Danish film director

Per Fly Plejdrup (born 14 January 1960) is a Danish film director, generally credited simply as Per Fly. He has made many films and television shows broadcast on Danish television. Per Fly's awards includes the Crown Prince Couple's Culture Prize in 2005.

==Biography==
Fly was born on 14 January 1960 in Skive, Denmark. He graduated from The National Film School of Denmark in 1993. He debuted in 2000 with the feature film Bænken (The Bench), which told the story of Kaj, a man whose life has led him into serious alcoholism. This film was the first part of what would become the Denmark trilogy, which portrayed situations and characters from the lower, upper and middle classes in Denmark, in that order. The stop-motion animation film Prop og Berta (Prop and Berta, 2001) followed Bænken, but was not part of the trilogy. The trilogy continued with Arven (The Inheritance, 2003) depicting the upper class, and the middle class in Drabet (Manslaughter, 2005).

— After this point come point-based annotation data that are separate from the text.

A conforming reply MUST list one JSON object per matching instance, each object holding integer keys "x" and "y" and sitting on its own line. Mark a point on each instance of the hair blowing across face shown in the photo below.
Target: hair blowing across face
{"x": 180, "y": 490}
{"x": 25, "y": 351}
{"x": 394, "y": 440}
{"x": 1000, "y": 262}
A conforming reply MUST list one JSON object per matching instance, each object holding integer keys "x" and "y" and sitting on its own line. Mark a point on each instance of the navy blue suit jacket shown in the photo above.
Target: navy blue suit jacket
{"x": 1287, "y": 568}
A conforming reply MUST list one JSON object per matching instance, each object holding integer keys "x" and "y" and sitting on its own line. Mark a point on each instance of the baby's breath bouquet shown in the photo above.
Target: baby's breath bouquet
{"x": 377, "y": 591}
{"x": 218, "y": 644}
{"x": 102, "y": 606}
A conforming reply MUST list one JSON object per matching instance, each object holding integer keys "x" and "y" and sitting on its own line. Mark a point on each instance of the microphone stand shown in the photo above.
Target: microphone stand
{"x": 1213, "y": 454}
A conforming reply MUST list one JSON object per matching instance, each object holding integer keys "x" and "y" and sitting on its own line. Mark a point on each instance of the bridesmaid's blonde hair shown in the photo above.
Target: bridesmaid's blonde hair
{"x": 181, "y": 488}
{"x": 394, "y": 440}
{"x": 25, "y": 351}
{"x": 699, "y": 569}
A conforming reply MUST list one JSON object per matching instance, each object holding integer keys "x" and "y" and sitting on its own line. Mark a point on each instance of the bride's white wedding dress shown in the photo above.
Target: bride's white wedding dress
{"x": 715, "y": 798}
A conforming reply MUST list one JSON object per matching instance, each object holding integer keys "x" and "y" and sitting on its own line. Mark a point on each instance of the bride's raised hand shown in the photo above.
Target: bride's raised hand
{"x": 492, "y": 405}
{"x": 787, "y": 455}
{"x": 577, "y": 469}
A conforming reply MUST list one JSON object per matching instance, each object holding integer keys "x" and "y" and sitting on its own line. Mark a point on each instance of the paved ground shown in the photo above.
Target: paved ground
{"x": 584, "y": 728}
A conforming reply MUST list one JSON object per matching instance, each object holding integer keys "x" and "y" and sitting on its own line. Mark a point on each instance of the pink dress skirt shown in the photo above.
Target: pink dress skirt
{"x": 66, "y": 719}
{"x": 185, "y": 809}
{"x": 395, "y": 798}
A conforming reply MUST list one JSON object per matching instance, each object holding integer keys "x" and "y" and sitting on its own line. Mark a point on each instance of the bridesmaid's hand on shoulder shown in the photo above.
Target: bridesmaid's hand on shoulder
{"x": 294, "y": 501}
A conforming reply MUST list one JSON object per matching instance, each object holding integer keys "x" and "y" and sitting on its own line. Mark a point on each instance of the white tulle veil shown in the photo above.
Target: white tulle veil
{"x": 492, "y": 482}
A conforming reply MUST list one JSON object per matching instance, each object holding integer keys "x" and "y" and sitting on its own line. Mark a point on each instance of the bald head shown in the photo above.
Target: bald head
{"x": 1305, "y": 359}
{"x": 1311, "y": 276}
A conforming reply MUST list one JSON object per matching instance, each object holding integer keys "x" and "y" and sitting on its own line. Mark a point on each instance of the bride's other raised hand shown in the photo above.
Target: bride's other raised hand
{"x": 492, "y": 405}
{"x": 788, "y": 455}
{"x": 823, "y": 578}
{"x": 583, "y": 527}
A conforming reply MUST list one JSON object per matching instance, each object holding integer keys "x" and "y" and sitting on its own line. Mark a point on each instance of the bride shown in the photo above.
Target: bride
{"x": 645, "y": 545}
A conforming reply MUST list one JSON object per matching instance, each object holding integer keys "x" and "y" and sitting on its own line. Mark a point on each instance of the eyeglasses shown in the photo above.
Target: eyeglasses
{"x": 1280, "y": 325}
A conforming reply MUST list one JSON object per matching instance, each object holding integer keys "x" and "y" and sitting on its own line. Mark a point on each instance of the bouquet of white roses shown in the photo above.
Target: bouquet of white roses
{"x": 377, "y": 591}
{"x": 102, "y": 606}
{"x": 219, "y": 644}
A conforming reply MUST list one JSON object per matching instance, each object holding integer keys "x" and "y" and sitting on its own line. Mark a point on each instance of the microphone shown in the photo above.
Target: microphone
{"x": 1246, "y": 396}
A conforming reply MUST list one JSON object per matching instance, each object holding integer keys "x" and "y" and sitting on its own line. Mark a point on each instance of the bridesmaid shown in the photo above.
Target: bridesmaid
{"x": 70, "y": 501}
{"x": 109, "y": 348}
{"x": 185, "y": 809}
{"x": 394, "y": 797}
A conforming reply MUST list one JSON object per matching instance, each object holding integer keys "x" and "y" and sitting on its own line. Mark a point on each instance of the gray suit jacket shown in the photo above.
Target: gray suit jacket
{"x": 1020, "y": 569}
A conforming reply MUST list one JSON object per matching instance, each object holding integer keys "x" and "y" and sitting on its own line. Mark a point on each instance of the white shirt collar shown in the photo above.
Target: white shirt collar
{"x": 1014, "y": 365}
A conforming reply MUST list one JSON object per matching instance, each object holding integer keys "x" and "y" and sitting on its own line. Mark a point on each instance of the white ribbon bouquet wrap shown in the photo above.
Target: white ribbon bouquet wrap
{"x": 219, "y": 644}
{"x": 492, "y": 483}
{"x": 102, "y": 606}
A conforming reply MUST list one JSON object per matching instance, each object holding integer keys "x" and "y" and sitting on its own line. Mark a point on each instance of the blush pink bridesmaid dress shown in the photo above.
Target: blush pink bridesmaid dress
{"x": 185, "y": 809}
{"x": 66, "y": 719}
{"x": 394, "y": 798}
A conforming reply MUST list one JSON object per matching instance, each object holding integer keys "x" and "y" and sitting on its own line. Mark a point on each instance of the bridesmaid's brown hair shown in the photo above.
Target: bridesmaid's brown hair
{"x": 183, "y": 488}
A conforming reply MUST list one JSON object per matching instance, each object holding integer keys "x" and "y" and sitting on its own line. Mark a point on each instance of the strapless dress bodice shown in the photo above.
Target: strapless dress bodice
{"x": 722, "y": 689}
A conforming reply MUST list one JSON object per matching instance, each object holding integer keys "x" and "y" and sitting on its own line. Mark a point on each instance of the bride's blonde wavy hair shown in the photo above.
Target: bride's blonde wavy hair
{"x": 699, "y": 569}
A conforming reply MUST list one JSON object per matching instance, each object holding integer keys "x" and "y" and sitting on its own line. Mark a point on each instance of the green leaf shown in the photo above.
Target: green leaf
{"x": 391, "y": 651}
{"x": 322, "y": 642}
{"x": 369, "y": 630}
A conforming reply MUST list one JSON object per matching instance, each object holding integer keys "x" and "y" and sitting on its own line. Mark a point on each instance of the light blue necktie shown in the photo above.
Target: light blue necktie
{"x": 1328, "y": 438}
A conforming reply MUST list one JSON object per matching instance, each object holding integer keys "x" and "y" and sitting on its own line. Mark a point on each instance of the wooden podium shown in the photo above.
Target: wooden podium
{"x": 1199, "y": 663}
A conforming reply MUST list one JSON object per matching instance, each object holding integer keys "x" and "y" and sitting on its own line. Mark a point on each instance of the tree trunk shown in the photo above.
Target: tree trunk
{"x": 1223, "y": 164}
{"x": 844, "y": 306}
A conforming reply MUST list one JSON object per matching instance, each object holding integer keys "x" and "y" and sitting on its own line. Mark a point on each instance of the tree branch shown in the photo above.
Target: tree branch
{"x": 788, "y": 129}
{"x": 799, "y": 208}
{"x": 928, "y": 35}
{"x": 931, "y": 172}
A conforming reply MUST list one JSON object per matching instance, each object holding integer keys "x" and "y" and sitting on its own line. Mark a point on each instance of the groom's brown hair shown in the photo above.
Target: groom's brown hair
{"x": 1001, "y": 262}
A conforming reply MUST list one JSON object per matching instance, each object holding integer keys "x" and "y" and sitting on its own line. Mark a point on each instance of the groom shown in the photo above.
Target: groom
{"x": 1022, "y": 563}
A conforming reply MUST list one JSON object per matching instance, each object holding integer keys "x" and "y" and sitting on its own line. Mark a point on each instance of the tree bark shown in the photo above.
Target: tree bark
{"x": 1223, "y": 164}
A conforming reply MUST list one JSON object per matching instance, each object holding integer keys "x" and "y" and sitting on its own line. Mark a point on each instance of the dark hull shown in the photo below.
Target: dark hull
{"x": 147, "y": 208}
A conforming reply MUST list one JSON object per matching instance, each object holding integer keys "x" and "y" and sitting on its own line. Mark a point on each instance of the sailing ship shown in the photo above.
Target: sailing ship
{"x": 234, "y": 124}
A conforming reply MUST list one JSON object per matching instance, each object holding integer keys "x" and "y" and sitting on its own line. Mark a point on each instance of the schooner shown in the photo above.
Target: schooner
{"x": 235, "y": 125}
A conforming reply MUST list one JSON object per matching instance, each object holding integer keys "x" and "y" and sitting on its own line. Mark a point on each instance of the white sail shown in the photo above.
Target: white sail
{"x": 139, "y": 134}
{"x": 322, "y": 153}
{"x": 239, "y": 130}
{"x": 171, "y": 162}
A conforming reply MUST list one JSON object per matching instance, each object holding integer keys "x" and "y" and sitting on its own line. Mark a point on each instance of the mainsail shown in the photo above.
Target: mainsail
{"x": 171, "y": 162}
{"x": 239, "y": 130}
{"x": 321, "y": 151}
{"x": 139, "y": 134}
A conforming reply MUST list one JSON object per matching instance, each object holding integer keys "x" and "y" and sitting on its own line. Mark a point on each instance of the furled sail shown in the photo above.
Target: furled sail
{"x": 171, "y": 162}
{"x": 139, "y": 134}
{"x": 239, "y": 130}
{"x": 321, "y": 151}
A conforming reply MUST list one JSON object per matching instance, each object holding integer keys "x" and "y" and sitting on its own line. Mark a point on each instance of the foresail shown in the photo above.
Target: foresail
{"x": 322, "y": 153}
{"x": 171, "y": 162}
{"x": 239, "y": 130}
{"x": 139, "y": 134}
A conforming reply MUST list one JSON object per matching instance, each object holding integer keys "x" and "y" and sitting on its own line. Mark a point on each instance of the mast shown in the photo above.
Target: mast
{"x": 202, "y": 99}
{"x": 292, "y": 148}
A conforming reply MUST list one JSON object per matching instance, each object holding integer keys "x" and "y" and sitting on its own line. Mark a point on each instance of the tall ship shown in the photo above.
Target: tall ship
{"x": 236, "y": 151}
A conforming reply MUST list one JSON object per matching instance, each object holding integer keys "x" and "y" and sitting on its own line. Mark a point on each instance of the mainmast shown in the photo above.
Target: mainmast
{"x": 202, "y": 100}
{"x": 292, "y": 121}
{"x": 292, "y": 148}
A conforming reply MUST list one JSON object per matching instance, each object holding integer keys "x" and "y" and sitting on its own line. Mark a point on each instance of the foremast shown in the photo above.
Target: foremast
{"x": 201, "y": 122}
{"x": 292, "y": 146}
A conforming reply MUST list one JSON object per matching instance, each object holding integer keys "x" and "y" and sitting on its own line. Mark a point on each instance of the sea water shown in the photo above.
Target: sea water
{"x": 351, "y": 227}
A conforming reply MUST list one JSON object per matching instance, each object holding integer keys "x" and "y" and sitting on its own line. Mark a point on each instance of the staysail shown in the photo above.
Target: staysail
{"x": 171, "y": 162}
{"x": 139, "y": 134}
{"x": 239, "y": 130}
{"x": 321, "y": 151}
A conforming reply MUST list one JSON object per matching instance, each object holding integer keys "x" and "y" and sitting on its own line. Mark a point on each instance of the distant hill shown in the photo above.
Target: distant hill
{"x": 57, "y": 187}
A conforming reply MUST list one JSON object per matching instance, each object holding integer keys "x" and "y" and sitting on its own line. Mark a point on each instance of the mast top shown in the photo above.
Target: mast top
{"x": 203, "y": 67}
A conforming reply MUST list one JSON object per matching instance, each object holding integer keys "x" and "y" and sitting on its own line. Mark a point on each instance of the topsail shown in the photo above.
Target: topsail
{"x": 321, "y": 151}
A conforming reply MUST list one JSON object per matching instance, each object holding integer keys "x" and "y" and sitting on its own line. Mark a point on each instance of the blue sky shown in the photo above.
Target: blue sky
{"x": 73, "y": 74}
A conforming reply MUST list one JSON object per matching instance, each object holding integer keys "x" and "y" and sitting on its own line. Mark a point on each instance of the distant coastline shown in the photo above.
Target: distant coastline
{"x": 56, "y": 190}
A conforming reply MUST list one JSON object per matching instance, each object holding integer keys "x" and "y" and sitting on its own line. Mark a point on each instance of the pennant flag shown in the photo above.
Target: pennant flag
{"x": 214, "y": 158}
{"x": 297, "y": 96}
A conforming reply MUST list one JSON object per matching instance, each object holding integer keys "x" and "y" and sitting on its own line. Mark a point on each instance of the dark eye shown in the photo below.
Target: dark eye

In 2007 he shot a series entitled Forestillinger, broadcast on Danish television Danmarks Radio. It pivots on the same period of time from the perspective of six different people, whose life situations overlap and intertwine. The meaning of the word Forestillinger is ambiguous in Danish language, and can refer to "conceptions" or (as in "conceptions about one self") as well as "plays" or "shows" in the theatrical sense. It was titled "Performances" for the English-subtitled DVD release.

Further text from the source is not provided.